Overall I think I'm 90/10 in favour of keeping the eGPU but I still have some time to change my mind. I would probably suggest you keep using it for a few more days then try disconnecting it and see how your workflow feels without it. Sometimes you can better judge the effect of removing something than adding it. If you do decide to return it then there is probably no reason you can't try again later in the year once Mojave is out and app developers have had more of a chance to support it fully.
 
Ok, I just discovered something ridiculous. Not only is there no significant improvement in rendering of RAW image files in Capture One Pro when using the BlackMagic eGPU. I just realized that it's actually SLOWER. My guess is that an eGPU may introduce lag if you're doing something that has a high depdendancy on the CPU, which Capture One Pro appears to have. Zipping through a large photo catalog in Capture One Pro causes the fans on my MBP to roar even wth the BlackMagic connected. It doesn't roar as loud when my MBP is driving my 5K display alone, but it's still working quite hard considering the eGPU should be handling all of the graphics processing.

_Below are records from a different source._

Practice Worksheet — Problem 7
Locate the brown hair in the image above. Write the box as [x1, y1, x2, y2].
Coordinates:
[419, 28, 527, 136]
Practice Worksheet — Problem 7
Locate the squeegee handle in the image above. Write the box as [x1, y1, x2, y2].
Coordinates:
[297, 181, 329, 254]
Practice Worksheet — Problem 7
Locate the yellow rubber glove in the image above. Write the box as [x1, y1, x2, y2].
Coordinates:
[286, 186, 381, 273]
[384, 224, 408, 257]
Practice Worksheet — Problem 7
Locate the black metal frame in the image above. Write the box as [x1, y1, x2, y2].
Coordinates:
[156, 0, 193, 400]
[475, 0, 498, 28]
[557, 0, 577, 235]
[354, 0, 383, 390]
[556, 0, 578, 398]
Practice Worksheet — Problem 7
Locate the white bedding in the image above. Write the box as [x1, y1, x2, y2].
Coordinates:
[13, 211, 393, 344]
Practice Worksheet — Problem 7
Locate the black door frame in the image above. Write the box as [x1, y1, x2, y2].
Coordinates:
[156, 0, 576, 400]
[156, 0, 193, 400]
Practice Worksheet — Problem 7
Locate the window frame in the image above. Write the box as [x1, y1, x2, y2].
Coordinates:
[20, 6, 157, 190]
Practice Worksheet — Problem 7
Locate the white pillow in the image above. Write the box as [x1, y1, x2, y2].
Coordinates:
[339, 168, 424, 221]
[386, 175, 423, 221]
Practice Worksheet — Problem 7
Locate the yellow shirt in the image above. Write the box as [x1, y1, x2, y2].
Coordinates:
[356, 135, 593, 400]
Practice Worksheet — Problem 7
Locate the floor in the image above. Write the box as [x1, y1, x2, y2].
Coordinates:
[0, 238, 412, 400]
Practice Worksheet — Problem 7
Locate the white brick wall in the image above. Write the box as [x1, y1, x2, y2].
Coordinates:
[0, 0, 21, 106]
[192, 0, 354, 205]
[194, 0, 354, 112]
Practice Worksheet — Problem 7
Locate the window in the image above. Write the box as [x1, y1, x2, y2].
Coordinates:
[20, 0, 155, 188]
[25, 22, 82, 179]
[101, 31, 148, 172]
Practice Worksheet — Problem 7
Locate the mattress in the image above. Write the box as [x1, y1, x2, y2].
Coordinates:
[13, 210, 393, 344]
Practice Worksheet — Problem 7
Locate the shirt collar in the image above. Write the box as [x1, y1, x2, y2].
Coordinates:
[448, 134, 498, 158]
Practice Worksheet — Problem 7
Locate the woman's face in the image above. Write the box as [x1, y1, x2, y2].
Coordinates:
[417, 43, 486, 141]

I did all of my comparisons in clamshell mode to make this more of a direct test of a Radeon RX 460 vs Radeon Pro 580. The 460 may actually be better at quick tasks that don't involve sustained load.
 
Ok, I just discovered something ridiculous. Not only is there no significant improvement in rendering of RAW image files in Capture One Pro when using the BlackMagic eGPU. I just realized that it's actually SLOWER. My guess is that an eGPU may introduce lag if you're doing something that has a high depdendancy on the CPU, which Capture One Pro appears to have. Zipping through a large photo catalog in Capture One Pro causes the fans on my MBP to roar even wth the BlackMagic connected. It doesn't roar as loud when my MBP is driving my 5K display alone, but it's still working quite hard considering the eGPU should be handling all of the graphics processing.

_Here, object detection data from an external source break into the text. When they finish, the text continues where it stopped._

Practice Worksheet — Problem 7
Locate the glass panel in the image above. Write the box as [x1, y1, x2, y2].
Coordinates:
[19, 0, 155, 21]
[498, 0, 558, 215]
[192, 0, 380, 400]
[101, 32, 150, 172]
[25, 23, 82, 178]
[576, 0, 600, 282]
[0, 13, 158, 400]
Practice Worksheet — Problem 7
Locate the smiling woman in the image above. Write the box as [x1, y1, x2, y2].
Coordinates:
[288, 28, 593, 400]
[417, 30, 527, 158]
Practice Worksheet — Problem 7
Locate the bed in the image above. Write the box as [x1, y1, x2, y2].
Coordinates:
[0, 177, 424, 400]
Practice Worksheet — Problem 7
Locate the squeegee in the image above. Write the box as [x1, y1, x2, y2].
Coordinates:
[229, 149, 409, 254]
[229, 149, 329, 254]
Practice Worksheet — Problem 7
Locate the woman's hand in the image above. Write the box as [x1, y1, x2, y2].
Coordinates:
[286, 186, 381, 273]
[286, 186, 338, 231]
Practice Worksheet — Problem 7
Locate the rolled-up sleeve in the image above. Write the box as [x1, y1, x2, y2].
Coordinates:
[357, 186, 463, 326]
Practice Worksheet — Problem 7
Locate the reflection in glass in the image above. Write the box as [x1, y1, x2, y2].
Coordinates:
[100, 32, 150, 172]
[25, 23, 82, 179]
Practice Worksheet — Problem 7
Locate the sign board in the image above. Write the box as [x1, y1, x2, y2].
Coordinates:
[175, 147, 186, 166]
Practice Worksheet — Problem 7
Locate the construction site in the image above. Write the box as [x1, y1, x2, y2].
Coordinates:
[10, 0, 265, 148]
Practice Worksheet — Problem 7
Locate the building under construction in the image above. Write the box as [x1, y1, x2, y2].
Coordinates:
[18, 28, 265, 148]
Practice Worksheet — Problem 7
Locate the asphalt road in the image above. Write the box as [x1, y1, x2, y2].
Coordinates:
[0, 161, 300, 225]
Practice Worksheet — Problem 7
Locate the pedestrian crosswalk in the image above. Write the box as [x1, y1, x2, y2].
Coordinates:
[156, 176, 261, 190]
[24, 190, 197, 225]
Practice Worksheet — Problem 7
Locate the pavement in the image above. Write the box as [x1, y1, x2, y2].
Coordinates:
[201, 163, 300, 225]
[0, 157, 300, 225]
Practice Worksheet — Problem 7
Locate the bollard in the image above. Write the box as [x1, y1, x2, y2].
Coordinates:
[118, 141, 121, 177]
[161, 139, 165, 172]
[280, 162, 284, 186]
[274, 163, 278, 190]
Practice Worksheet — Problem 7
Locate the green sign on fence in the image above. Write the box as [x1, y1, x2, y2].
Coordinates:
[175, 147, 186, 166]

I did all of my comparisons in clamshell mode to make this more of a direct test of a Radeon RX 460 vs Radeon Pro 580. The 460 may actually be better at quick tasks that don't involve sustained load.
My guess is that software developers (of which I am one) need to figure out how best to make use of eGPUs before that can reach their full potential. Your dilemma is whether to keep the eGPU and assist in this evolution or wait until others do it for you...
 
My guess is that software developers (of which I am one) need to figure out how best to make use of eGPUs before that can reach their full potential. Your dilemma is whether to keep the eGPU and assist in this evolution or wait until others do it for you...

Yeah, I concur. I would suspect that the state of eGPUs in general have issues like this. My use case appears to be a bit of an outlier so it never gets brought up. I didn't want more monitors, faster video render times, or more fps at max textures in a game. I wanted something that would speed up visually intensive interfaces to reduce the cognitive overhead of having to deal with a lot of information. The faster the screen shifts, the less energy I have to spend remembering what I need to know to finish the task at hand.

I'm rather fond of this eGPU even though it negatively affects performance where it matters the most for me. After once being the decibel beleaguered owner of the classic cheese grater Mac Pro that was constantly reminding me it was there, I'm so impressed at how quiet this thing is and how even quieter it makes my MBP.

This one is definitely going back, but I hope they keep releasing better ones and that software support gets more sophisticated. I'd be very interested in buying back into this in the future.